Besides, O’Hara thought, this was the end of the line for him. If he lost this job survival would be difficult. There were too many broken-down pilots in South America hunting too few jobs and Filson’s string-and-sealing-wax outfit was about as low as you could get. Hell, he thought disgustedly, I’m on a bloody escalator going the wrong way – it takes all the running I can do to stay in the same place.
He put down the hand-set abruptly and looked again into the night, scanning the sky. It looked all right here, but what about the mountains? Always he thought about the mountains, those cruel mountains with their jagged white swords stretched skywards to impale him. Filson had better have a good met. report.
He walked to the door and stepped into the corridor, unlit as usual. They turned off all lights in the public rooms at eleven p.m. – it was that kind of hotel. For the millionth time he wondered what he was doing in this godforsaken country, in this tired town, in this sleazy hotel. Unconcernedly naked, he walked down towards the bathroom.
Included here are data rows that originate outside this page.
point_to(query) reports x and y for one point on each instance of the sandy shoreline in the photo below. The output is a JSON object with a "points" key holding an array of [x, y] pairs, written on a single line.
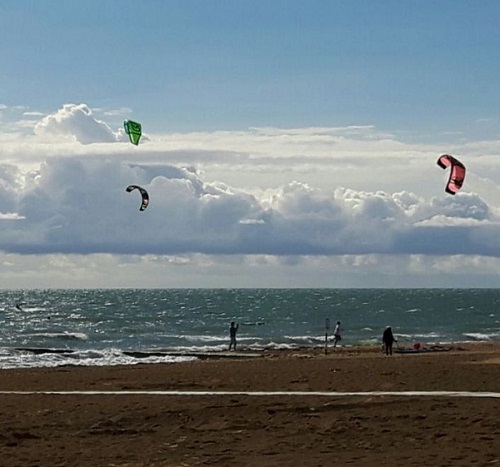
{"points": [[147, 430]]}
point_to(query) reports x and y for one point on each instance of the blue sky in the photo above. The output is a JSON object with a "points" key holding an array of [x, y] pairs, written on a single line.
{"points": [[180, 65], [287, 143]]}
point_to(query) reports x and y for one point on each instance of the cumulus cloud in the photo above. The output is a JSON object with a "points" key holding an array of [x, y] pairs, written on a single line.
{"points": [[79, 205], [348, 199], [76, 121]]}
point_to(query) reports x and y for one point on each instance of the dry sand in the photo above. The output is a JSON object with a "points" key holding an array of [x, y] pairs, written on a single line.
{"points": [[244, 430]]}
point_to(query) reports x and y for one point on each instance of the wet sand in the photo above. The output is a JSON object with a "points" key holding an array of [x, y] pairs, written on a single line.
{"points": [[268, 430]]}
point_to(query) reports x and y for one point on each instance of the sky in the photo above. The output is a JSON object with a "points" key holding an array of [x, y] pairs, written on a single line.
{"points": [[286, 143]]}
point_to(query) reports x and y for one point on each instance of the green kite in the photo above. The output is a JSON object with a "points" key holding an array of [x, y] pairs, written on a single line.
{"points": [[133, 130]]}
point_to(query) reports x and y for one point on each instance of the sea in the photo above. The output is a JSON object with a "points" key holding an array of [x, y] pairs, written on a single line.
{"points": [[99, 327]]}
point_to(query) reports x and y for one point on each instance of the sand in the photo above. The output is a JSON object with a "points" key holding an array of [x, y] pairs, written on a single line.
{"points": [[270, 430]]}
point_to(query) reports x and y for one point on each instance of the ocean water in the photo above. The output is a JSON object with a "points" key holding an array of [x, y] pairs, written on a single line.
{"points": [[111, 326]]}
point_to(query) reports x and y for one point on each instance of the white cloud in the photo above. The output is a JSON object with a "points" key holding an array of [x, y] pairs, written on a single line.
{"points": [[76, 121], [353, 199]]}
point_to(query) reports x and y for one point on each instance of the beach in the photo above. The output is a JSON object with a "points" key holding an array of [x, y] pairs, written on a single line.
{"points": [[206, 412]]}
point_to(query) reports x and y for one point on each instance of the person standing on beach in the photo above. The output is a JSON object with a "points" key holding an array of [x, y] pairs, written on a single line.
{"points": [[388, 339], [232, 335], [336, 334]]}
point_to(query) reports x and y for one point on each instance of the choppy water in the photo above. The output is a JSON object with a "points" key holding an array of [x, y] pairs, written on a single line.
{"points": [[95, 327]]}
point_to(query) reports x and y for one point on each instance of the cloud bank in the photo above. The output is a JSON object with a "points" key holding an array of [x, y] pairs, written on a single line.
{"points": [[351, 199]]}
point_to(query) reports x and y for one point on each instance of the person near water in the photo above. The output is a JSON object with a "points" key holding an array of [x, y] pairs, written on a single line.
{"points": [[232, 335], [336, 334], [388, 339]]}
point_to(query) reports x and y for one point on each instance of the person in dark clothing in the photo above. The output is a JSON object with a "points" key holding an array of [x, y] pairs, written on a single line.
{"points": [[232, 335], [388, 339]]}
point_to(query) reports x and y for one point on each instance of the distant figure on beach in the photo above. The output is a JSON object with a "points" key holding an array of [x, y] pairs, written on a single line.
{"points": [[388, 339], [336, 334], [232, 335]]}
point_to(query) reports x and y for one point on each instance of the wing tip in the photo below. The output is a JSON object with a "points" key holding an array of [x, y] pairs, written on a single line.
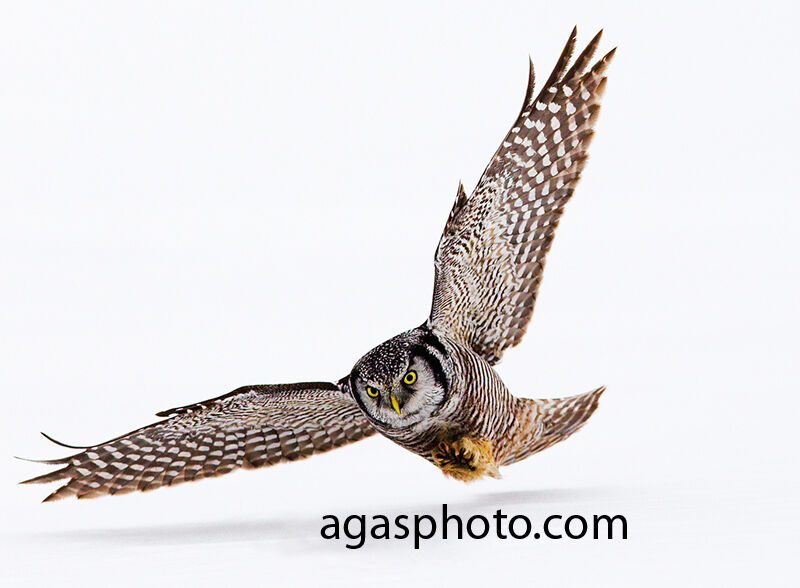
{"points": [[49, 438]]}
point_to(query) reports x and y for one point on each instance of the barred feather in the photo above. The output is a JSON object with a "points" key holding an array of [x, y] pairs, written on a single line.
{"points": [[542, 423], [491, 255], [250, 427]]}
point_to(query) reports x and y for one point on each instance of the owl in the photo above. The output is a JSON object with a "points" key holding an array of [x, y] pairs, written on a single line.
{"points": [[433, 389]]}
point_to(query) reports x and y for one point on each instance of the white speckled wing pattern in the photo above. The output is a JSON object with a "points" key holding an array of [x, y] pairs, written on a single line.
{"points": [[253, 426], [491, 255]]}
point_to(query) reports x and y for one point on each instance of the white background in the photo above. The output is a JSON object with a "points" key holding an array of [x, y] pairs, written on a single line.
{"points": [[200, 197]]}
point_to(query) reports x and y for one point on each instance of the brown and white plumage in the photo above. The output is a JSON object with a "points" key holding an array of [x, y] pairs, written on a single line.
{"points": [[250, 427], [433, 389], [490, 258]]}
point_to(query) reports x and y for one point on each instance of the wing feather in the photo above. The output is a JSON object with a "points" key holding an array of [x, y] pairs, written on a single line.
{"points": [[490, 258], [253, 426]]}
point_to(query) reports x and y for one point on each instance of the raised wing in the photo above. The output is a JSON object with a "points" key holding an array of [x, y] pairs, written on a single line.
{"points": [[250, 427], [491, 255]]}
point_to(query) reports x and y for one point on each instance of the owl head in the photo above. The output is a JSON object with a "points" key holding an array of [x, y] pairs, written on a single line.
{"points": [[404, 380]]}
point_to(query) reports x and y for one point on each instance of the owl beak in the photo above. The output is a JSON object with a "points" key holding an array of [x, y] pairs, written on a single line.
{"points": [[395, 404]]}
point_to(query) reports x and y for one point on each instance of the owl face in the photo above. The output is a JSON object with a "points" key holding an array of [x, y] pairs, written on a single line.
{"points": [[404, 380]]}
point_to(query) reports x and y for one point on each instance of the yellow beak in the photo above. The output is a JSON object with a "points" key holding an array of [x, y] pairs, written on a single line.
{"points": [[395, 406]]}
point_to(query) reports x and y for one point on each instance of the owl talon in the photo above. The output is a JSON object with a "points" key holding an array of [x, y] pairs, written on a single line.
{"points": [[465, 459]]}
In his philosophy if a woman had seen a naked man before then it didn’t matter – if she hadn’t, it was time she did. Anyway, it was dark.
He showered quickly, washing away the night sweat, and returned to his room and switched on the bedside lamp wondering if it would work. It was always a fifty per cent chance that it wouldn’t – the town’s electricity supply was very erratic. The filament glowed faintly and in the dim light he dressed – long woollen underwear, jeans, a thick shirt and a leather jacket. By the time he had finished he was sweating again in the warm tropical night. But it would be cold over the mountains.
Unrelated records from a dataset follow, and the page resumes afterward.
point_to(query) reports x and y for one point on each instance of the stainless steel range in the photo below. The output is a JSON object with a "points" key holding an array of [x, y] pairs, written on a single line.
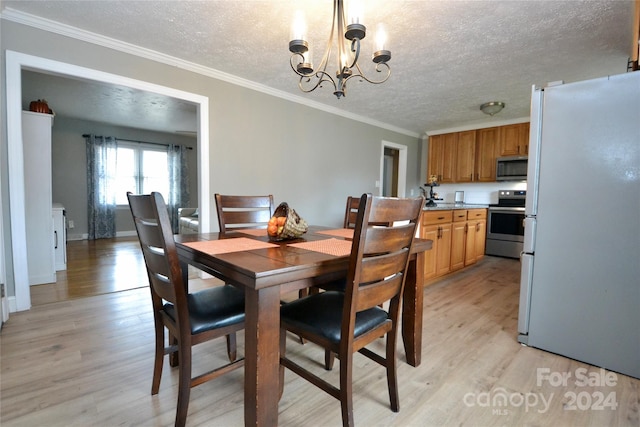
{"points": [[505, 224]]}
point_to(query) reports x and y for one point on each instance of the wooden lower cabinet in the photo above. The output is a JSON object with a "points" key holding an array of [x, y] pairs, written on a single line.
{"points": [[436, 226], [458, 239]]}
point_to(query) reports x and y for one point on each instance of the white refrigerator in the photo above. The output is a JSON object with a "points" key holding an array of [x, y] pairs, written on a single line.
{"points": [[580, 279]]}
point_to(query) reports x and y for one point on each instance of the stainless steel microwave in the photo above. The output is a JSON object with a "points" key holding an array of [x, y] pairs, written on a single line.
{"points": [[512, 168]]}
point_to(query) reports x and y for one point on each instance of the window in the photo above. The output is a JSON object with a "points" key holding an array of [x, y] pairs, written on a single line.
{"points": [[141, 169]]}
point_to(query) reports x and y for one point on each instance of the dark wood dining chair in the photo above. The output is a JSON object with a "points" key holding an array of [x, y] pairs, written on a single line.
{"points": [[351, 212], [190, 318], [237, 212], [345, 322]]}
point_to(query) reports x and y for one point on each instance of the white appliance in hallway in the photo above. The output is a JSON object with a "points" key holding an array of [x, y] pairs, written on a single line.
{"points": [[580, 283]]}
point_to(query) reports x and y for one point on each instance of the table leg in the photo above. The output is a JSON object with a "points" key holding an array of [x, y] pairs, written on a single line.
{"points": [[262, 356], [412, 303]]}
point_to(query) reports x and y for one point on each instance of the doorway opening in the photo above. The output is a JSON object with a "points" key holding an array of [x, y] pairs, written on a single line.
{"points": [[393, 170], [15, 63]]}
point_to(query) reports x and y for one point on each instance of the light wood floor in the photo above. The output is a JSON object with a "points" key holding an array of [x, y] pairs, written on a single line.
{"points": [[88, 361], [95, 267]]}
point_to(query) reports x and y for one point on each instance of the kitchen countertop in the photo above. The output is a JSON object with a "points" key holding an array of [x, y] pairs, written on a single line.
{"points": [[453, 206]]}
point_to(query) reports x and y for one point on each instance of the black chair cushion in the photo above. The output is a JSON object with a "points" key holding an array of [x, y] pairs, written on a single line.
{"points": [[321, 314], [213, 308]]}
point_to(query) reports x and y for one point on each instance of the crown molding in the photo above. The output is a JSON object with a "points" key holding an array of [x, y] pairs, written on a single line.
{"points": [[108, 42]]}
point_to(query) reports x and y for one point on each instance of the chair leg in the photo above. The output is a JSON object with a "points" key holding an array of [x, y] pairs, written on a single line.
{"points": [[174, 358], [283, 351], [392, 378], [232, 347], [329, 358], [184, 383], [159, 359], [346, 390]]}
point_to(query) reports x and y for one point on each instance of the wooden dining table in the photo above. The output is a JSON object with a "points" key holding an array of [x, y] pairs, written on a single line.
{"points": [[266, 270]]}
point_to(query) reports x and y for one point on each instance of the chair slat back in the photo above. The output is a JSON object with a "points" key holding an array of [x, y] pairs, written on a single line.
{"points": [[235, 212], [384, 233], [153, 226], [351, 213]]}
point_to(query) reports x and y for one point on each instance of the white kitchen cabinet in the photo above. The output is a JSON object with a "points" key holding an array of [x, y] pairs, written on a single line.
{"points": [[59, 236], [36, 143]]}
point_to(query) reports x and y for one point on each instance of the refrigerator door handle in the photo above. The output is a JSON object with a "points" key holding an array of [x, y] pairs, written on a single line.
{"points": [[526, 277]]}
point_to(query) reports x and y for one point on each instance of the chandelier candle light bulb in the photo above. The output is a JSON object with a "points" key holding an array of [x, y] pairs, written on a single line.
{"points": [[348, 42], [298, 43]]}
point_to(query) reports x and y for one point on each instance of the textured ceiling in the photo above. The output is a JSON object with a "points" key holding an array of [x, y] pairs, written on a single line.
{"points": [[448, 57]]}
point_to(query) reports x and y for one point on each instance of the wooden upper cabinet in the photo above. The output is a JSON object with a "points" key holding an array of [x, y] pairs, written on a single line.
{"points": [[465, 156], [514, 140], [442, 151], [487, 146], [470, 156]]}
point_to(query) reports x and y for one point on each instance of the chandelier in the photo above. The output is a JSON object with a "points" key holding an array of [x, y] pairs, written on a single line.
{"points": [[348, 43]]}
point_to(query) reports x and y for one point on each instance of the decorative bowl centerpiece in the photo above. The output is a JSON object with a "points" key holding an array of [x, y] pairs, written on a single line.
{"points": [[286, 224]]}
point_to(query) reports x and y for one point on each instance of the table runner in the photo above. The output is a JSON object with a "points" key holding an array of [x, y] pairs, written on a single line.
{"points": [[335, 247], [347, 233], [253, 231], [229, 245]]}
From the dressing-table he took a metal flask and shook it tentatively. It was only half full and he frowned. He could wake Ramón and get a refill but that was not politic; for one thing Ramón did not like being wakened at night, and for another he would ask cutting questions about when his bill was going to be paid. Perhaps he could get something at the airport.
O’Hara was just leaving when he paused at the door and turned back to look at the sprawling figure in the bed. The sheet had slipped revealing dark breasts tipped a darker colour. He looked at her critically. Her olive skin had an underlying coppery sheen and he thought there was a sizeable admixture of Indian in this one. With a rueful grimace he took a thin wallet from the inside pocket of his leather jacket, extracted two notes and tossed them on the bedside table. Then he went out, closing the door quietly behind him.